Doublespeak: In-Context Representation Hijacking

wood_spirit · 2025-12-28T22:57:09 1766962629

Intriguing and very cunning attack! So obvious in hindsight!

It makes me wonder how Deepseek avoids commenting politically on China? I have heard anecdotes that it will be writing out a long reply and then presumably it generates some forbidden phrase and it abandons the output and replaces it all with an error message. So presumably the safeguards could be a separate trivial non-LLM-based post filtering which makes it immune to the doublespeak attack?

gunalx · 2025-12-28T23:17:17 1766963837

Deepseek the model is not that censored. Deepseek the service is. So preaumably like openai and others, there is an additional model and filtering detecting misues or sensitive topics, and filtering the output.
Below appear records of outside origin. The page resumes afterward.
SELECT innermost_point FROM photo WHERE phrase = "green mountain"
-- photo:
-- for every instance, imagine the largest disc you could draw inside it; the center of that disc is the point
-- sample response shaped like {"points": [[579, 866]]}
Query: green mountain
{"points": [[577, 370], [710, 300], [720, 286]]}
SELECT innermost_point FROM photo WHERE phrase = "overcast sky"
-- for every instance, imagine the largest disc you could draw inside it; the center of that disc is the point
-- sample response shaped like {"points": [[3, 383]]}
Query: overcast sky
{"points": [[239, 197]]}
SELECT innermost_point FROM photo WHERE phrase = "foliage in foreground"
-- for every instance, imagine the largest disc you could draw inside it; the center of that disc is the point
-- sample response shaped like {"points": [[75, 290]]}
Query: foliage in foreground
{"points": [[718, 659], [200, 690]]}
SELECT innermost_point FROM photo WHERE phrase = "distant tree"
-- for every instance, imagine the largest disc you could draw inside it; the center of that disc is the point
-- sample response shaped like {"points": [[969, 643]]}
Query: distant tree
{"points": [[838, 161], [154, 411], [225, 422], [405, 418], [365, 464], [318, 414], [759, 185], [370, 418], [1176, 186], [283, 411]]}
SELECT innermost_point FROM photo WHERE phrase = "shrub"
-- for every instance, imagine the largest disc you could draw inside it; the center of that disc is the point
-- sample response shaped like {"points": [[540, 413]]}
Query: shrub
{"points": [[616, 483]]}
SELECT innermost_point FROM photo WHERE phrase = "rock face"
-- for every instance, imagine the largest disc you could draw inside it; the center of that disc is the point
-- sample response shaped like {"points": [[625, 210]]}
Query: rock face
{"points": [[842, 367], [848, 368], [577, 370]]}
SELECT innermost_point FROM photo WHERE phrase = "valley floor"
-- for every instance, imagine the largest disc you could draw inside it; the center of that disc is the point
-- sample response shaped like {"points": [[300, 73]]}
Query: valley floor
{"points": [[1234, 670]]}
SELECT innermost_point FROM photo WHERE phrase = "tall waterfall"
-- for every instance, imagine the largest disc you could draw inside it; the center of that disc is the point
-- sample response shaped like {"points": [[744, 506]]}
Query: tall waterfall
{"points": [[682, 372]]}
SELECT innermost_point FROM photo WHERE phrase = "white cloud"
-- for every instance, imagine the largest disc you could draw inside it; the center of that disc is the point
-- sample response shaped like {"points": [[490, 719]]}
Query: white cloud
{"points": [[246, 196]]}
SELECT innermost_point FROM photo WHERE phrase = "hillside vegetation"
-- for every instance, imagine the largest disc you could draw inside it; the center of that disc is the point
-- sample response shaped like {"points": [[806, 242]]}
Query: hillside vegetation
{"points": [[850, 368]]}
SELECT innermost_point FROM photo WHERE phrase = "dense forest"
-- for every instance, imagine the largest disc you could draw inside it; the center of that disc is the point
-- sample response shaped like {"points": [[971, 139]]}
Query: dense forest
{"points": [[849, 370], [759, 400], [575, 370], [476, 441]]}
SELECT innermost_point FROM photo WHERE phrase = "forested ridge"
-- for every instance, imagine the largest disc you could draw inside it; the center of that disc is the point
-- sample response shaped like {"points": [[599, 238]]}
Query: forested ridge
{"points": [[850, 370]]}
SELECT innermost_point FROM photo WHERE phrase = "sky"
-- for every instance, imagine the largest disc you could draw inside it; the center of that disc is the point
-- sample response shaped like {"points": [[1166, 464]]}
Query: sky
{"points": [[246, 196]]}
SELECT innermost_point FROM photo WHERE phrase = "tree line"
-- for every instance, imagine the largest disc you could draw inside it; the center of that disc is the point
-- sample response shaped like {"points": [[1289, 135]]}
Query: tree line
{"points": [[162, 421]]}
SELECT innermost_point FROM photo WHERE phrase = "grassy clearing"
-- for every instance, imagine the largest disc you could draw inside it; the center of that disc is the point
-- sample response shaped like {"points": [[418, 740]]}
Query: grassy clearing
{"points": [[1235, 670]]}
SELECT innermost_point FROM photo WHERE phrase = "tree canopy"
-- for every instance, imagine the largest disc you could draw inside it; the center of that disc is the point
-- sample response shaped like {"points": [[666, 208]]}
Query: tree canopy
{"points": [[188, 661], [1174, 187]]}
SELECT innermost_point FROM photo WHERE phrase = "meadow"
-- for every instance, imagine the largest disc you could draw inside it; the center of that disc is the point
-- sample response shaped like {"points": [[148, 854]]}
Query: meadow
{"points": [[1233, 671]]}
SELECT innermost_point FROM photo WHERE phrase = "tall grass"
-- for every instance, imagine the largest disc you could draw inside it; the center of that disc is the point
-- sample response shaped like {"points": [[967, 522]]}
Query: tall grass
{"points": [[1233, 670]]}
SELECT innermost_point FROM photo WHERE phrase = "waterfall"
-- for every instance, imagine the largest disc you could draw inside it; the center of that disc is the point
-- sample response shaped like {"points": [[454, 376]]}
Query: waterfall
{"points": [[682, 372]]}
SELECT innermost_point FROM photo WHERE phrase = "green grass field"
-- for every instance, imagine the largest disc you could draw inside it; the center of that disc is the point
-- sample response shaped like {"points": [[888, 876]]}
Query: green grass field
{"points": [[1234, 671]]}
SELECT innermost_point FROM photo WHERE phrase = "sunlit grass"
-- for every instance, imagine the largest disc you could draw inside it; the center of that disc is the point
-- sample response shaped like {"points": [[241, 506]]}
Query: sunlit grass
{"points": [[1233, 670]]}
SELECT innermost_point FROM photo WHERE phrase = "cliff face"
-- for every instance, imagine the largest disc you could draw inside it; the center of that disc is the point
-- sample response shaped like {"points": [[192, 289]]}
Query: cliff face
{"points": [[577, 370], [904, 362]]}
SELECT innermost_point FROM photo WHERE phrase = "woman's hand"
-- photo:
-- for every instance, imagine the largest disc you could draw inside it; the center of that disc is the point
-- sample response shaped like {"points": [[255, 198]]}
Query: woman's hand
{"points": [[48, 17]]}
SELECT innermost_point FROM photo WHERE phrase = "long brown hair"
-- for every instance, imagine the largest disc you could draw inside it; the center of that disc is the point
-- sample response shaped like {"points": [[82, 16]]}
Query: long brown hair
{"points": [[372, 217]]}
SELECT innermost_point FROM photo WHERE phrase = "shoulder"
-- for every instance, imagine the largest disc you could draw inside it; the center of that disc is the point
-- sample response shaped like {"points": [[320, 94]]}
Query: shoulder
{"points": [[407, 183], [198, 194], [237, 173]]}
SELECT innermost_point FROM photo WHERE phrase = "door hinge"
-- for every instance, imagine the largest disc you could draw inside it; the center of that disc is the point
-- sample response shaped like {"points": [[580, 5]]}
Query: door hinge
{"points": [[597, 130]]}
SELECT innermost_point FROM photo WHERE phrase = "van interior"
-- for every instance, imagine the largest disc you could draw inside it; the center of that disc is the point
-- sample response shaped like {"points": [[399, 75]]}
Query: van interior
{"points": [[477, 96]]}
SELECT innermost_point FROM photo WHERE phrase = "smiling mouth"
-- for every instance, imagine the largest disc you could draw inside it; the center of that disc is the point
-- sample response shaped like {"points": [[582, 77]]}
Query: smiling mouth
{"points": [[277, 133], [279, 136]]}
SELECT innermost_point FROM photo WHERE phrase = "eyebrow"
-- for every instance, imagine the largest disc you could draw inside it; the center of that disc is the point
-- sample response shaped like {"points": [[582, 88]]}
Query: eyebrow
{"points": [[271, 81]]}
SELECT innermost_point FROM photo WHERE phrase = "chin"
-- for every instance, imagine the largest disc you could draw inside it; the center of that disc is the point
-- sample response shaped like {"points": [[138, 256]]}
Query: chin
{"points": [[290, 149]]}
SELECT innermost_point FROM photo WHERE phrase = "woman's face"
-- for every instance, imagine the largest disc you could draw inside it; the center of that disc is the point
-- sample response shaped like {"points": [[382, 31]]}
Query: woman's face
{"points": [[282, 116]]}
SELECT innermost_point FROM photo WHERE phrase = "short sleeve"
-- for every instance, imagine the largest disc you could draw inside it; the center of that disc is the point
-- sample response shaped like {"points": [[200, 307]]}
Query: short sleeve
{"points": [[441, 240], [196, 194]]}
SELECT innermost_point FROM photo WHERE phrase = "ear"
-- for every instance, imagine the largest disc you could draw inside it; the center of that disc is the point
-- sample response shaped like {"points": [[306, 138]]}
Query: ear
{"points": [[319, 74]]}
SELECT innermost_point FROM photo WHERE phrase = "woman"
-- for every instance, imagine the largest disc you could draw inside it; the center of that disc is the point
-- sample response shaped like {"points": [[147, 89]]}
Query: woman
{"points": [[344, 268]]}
measurablefunc · 2025-12-28T22:12:49 1766959969

This means whatever NNs are currently used for "safety" will need to be extended. In the limit you essentially get another network of the same width & depth as the original network but which is designed for rejecting all "unsafe" queries which are context hijacking bomb construction with stories about fruits.

acjohnson55 · 2025-12-28T22:27:04 1766960824

These types of attacks are interesting ways in which LLM "thinking" differs from human thinking.

hyperhello · 2025-12-29T10:41:51 1767004911

I guess I understand what is meant, but what is the actual attack? It’s more than a little abstracted from any consequences, like kids using google to search for boobs by typing ‘boobs’.

amannm · 2025-12-29T06:02:10 1766988130

Wasn't able to outsmart GPT 5.2 at least. Saw through it completely.

behnamoh · 2025-12-28T23:21:56 1766964116

summary: interesting idea, slop website, tested only on old AI models

orbital-decay · 2025-12-29T05:54:40 1766987680

The trick is also old, it's a very basic tool from the jailbreaking toolset. It's pretty useless on its own, without others. The paper is mostly about mechinterp analysis of that.